The support rollers can be adjusted by hand and using an adjustment screw 40 are firmly connected to the rod 3. The setting can also, as shown in Fig. 1, can be carried out pneumatically or automatically. Such training allows the support rollers to be set anywhere on the balance beam.

The pressure vessels C and D are designed in the same way as the vessel A and have bellows 41, the pressure vessel B has a spring 42. The back pressure connection 43 of the nozzle arrangement is connected to the nozzle 44 of the pressure vessel A. The nozzles 45 and 46 represent pressure connections for the pressure vessels C and D. The nozzle inlet connection is labeled 47.

During operation, air is supplied to the nozzle at the inlet connection 47 and the back pressure from the nozzle 43 is directed to the pressure vessel, the force of which is automatic is to be controlled, in this case on the nozzle 44 of the pressure vessel A.

During normal operation, the forces represented by A, B, C and D are applied to the balance beam via the center of the bellows or springs. In doing so, any of the variable forces can be eliminated since it is necessary to balance one force with the other.
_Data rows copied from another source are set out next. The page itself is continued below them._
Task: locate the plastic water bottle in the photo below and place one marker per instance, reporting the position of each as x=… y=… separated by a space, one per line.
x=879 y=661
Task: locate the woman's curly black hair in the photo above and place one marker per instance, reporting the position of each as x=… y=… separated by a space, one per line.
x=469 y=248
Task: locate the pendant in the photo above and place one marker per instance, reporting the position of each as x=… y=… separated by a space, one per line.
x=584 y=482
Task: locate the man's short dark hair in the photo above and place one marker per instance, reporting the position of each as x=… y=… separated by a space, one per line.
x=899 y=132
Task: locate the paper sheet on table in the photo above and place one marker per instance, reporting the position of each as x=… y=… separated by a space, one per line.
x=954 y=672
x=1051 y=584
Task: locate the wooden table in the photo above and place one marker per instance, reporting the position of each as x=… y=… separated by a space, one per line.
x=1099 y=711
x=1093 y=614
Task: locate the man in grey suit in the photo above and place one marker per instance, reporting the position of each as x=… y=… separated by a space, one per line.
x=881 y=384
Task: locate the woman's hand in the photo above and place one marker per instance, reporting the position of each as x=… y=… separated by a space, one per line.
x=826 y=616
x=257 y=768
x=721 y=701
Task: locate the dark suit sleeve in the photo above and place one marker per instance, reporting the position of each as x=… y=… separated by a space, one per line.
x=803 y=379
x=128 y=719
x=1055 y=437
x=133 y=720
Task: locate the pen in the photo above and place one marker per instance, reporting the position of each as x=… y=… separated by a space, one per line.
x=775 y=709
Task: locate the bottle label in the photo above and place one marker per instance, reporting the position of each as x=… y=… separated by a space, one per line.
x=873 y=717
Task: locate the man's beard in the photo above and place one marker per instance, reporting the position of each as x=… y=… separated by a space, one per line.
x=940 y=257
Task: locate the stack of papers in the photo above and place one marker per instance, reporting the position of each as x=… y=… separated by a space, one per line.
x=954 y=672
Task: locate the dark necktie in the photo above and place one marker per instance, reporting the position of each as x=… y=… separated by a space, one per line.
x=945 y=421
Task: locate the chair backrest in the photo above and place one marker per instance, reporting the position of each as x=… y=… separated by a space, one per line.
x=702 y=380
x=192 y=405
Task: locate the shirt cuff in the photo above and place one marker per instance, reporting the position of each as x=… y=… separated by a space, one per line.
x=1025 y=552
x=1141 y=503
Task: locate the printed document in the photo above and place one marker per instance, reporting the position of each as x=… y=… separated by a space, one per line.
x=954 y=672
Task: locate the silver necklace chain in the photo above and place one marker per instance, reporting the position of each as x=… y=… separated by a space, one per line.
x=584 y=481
When the system is in equilibrium, as in Fig. 7: If one of the variables, e.g. J3. B, C or D, is changed, the balance is disturbed and the balance beam extension 37 moves either towards the nozzle or away from the nozzle. As a result, the back pressure from the nozzle when it is transferred to the pressure vessel A increases or decreases the force on A until equilibrium is restored.

By removing the air motor housing, the pressure cells and the spring the rod 3 can be adjusted by hand to the position of the support rollers.

Claims (3)

PATENT CLAIMS: 1. Automatic balancing mechanical balance beam arrangement for the continuous determination of changing physical quantities on the basis of mathematical problems, with two spring suspended parallel balance beams, between which movable roller support points are arranged so that they can be moved in the longitudinal direction, characterized by an intermediate connecting hinge (33, 34 and 35, 36, respectively) on each End that forms a rectangular arrangement of the balance beams (12, 13) so that a movement of the support points (Fi, F.,) to each end of the balance beam is possible is. 2. Measuring device according to claim 1, characterized in that the balance beam arrangement is a single two-armed balance beam. 3. Measuring device according to claim 1., characterized in that the rectangular arrangement at the corner points is flexible or rotatable. Publications considered: German Patent Specifications No. 391735, 687 271.